Hi!
I am trying to model a dataset where each object has a variable number of features.
In particular, I am trying to build on a finite approximated beta process-bernoulli process type of model, where each object has a variable-length list of values drawn from a normal distribution, and where the rest of the list is filled with some dummy values.
My example model is as follows:
import pymc3 as pm
import numpy as np
import scipy.stats.distributions as dist
import theano.tensor as tt
D = 100
A = 4
K = 15
poissons = dist.poisson.rvs(A, size=D)
normals = []
for p in poissons:
normals.append(
np.concatenate([dist.norm.rvs(0, 1, size=p), -999 * np.ones(K - p)]))

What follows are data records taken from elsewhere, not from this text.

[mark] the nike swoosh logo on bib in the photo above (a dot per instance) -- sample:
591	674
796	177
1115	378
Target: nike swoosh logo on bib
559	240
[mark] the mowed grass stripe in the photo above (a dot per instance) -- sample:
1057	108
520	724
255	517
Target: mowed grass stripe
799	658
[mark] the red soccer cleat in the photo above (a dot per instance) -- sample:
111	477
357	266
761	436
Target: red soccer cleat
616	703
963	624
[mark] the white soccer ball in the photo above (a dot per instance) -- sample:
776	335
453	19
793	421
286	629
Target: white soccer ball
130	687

normals = np.asarray(normals)
with pm.Model() as model:
pis = pm.Beta('pis', A/K, 1, shape=K)
bs = pm.Bernoulli('bs', pis, shape=K)
ns = pm.Normal('ns', 0, 1, shape=K)
errs = pm.Normal('errs', -999, 1e-10, shape=K)
vs = pm.Normal('vs', tt.switch(tt.eq(bs, 0), ns, errs), 1, observed=normals)
Note that it tries to model the contained values with two different distributions: one for normal values ‘ns’ and one for dummy values ‘errs’. It seems to work fine if I simply have the switch inside the mean of a single Normal, but I would like in the future to have different types of distributions for ‘ns’ and ‘errs’.
Currently, when sampling:
with model:
trace = pm.sample(10)
I get the following error:
ValueError: Mass matrix contains zeros on the diagonal. Some derivatives might always be zero
.
Are there any suggestions on how to possibly avoid such error, or how to change the model so it works for the particular use case?
Thank you in advance!